I looked at his eyes and at her eyes, both full of pleading. It seemed like an opportunity to do a modest good deed and we took Arabella home, lauding the bravery of her survival, and pledging to make sure that the last years of her life were wonderful. I thought her name was a bit stupidly posh. “Maybe we should call her Lazarus,” I said, “as she rose from the dead so many times.”
But no, Matt liked Arabella so Arabella she stayed. And she was lovely to have around the place. She had an air of not quite being able to believe her luck at having a sofa to sit on and enough to eat. She tolerated Matt’s enthusiasm for her very well—at first he was a bit inclined to treat her like a cuddly toy—and took to Erwyn. When I went away for work she slept next to him on my side of the bed and then looked a bit peeved when I came back.
It wasn’t all larks. Matt fed her but somehow I’d ended up in charge of the litter tray and I gagged every morning as I emptied it into the outside dustbin, often in the pouring rain. I tried to encourage al fresco toileting but Arabella wasn’t having it. A baby would grow out of nappies, I thought, but gave up my attempts at feline potty training and focused on accepting the situation with good grace.
Then I had a few itchy bites on my ankle. I googled. Fleas!
We annexed Arabella to a room with no carpet or soft furnishings and my parents commenced a bathing and grooming regime. We tried everything the pet shop had to offer and home remedies from the internet. Arabella looked confused but accepting through the whole process. She never scratched or seemed uncomfortable but the fleas were stubborn. They were only ever two or three but they wouldn’t go. After three weeks of this, I asked my Facebook friends what to do and learned that the over the counter stuff doesn’t work a lot of the time and we had to take her to the vets for the good gear.
Arabella looked very unhappy as we waited in the vets, mainly due to the two dachshunds and the Great Dane sitting either side of her. She purred as she stepped out of her basket on to the table in the consulting room.
“She’s a happy little thing,” said the vet.
“She is!” I said. “She has a really good and grateful attitude to life.”
The vet gave us a prescription and told us that the over the counters used to work but don’t anymore. We put it on straight away, and the next day Arabella was free.
“Arabella looks happy, doesn’t she?” said Matt. We looked at her, curled up on the sofa, restored to the glory and luxury of cushions. “Are you glad we got her?”
I thought of all the effort, of the dreaded litter tray, of how sometimes the cat can feel like just another thing on my long list of jobs.
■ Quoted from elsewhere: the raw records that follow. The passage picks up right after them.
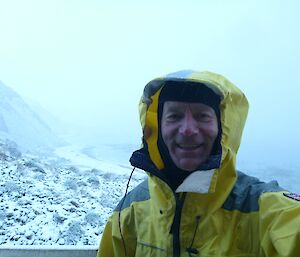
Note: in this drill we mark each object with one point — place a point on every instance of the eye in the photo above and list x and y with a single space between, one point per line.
203 116
173 116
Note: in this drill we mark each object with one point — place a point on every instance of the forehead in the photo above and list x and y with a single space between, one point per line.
182 106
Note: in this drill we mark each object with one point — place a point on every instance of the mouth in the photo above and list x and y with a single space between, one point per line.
189 147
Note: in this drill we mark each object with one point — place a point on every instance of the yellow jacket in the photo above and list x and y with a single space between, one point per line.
214 213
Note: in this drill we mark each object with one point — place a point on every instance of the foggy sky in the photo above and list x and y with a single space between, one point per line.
86 62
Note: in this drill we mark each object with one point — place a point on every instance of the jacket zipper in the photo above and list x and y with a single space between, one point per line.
175 228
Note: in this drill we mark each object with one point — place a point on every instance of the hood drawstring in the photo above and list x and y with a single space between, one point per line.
190 249
119 217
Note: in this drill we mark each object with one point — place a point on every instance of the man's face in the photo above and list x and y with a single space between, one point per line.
189 131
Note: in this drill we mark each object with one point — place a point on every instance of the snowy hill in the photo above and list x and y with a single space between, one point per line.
52 202
19 123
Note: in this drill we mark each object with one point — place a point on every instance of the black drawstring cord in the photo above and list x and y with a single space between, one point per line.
190 249
119 218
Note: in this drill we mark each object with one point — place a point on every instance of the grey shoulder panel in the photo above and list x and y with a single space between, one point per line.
138 194
246 192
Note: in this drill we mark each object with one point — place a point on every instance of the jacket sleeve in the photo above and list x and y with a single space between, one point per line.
279 225
112 244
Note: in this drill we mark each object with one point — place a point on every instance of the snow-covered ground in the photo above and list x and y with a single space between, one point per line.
66 198
63 201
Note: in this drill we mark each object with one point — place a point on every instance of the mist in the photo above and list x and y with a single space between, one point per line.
86 63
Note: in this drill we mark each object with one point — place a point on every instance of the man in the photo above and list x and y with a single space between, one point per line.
194 202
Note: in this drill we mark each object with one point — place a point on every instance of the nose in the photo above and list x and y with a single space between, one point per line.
188 126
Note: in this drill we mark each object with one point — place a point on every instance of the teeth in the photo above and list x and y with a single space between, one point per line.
188 146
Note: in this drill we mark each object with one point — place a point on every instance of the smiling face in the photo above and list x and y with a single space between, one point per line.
189 131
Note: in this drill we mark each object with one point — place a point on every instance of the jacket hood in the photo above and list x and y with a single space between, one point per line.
233 113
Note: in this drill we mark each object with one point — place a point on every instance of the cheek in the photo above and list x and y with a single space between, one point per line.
167 133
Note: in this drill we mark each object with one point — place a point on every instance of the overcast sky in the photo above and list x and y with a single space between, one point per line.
86 61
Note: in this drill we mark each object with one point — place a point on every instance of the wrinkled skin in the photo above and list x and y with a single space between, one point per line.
189 131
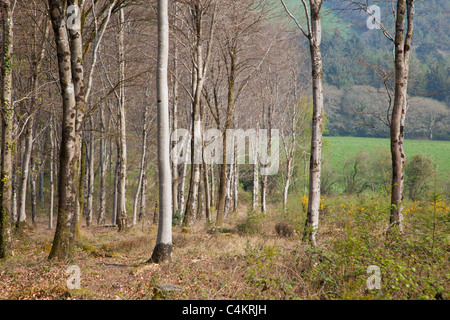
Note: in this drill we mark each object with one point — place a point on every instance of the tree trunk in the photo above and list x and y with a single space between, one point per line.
33 192
402 44
52 171
175 181
163 248
22 217
102 198
228 123
312 220
255 181
91 175
7 115
121 205
142 170
71 91
143 203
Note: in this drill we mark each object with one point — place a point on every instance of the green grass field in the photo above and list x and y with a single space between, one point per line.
339 149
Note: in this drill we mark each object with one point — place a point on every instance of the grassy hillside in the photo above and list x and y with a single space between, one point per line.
339 149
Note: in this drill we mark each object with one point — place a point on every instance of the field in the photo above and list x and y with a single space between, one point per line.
339 149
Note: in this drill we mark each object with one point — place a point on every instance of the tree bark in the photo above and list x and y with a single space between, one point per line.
52 171
91 175
312 220
7 128
102 198
22 217
402 43
142 170
64 240
121 206
163 249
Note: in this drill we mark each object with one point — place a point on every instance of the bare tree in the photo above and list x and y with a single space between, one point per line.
314 35
70 68
7 109
163 248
I watched Matt stroke Arabella, and the way she pushed her forehead into him, asking for more love and affection. Matt has learnt to be gentler with her than he used to be and they get on very well. Arabella does take effort, but then most things worth having do.
And I thought how much harder it would be to have had a baby as the fourth member of our family and I said, “Oh yes, I love Arabella. I’m so glad we got her,” and I made a silent plan that as part of teaching Matt to be a responsible pet owner he really should start being in charge of the litter tray.